You can create a fake ecosystem, though, and I’ll explain a bit how that works. Of course it doesn’t end up being trivial, but it’s contained. It’s not trying to cover the CVS branches, those would require a setup of bonsai, which I chicken away from. Take this post with a grain of salt, I assume there are some errors here as most of it is typed from memory.
As with any recipe, here are the list of ingredients:
- A set of hg repositories, both for a fake application and some fake l10n repos.
- An hg server serving those repositories (make that port 8001).

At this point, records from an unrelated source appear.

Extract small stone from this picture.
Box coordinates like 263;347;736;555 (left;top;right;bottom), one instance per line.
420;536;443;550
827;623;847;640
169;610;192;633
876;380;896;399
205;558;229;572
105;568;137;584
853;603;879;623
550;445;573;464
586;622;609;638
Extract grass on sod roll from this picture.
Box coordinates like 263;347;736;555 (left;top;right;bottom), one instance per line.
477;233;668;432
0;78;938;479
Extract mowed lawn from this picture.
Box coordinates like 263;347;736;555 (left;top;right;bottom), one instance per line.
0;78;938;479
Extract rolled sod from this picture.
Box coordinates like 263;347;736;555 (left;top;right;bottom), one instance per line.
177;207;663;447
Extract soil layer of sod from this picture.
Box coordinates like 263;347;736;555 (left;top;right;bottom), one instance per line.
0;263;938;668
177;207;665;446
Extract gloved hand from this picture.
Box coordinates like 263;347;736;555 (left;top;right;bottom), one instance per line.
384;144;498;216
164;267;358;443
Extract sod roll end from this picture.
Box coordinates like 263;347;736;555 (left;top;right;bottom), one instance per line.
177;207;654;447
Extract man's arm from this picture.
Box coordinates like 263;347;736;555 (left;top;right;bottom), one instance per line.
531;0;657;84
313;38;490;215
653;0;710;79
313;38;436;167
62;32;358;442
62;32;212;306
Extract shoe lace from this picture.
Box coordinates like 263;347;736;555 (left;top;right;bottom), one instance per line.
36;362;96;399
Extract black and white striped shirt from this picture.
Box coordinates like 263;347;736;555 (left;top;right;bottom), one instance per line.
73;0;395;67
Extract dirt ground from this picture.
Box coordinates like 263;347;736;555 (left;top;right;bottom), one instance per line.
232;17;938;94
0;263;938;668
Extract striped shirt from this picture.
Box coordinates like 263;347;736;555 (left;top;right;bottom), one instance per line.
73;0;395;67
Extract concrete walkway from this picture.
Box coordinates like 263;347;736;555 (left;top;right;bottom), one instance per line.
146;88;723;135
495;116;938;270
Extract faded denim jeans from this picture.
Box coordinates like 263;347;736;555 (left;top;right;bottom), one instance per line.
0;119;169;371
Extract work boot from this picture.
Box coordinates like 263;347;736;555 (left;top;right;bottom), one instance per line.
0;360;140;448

- Some buildbot infrastructure working on top of these repositories that you’re trying to test.
- Possibly an instance of the l10n dashboard presenting both the build and the l10n data.
The initial chunk is creating the repositories. I created a helper script create-stage that does that, which is part of buildbotcustom/bin/l10n-stage. It’s main purpose is to get the templates, hooks etc that are part of our server-side setup on hg.mozilla.org, create some upstream repos for en-US and l10n, and push some initial content from a set of working clones. You call it like
python l10n-stage -l stagedir
The -l keeps the l10n repositories from pushing their initial content, which yields a scenario that is closer to what we have upstream, i.e., a flock of en-US pushes before the l10n repos start. This command creates a bunch of main repositories in the repos subdir of stagedir, and a bunch of working clones in workdir. It also creates a webdir.conf, that you’ll use to run the local hg http server. Let’s run that now, in stagedir:
hg serve -p 8001 --webdir-conf=webdir.conf -t repos/hg_templates
Now you have a local setup of a application repository called mozilla, and 4 localizations in l10n, ab, de, ja-JP-mac, x-testing. They’re all equipped with the same hooks that we run on hg.m.o, in particular, they support pushlog.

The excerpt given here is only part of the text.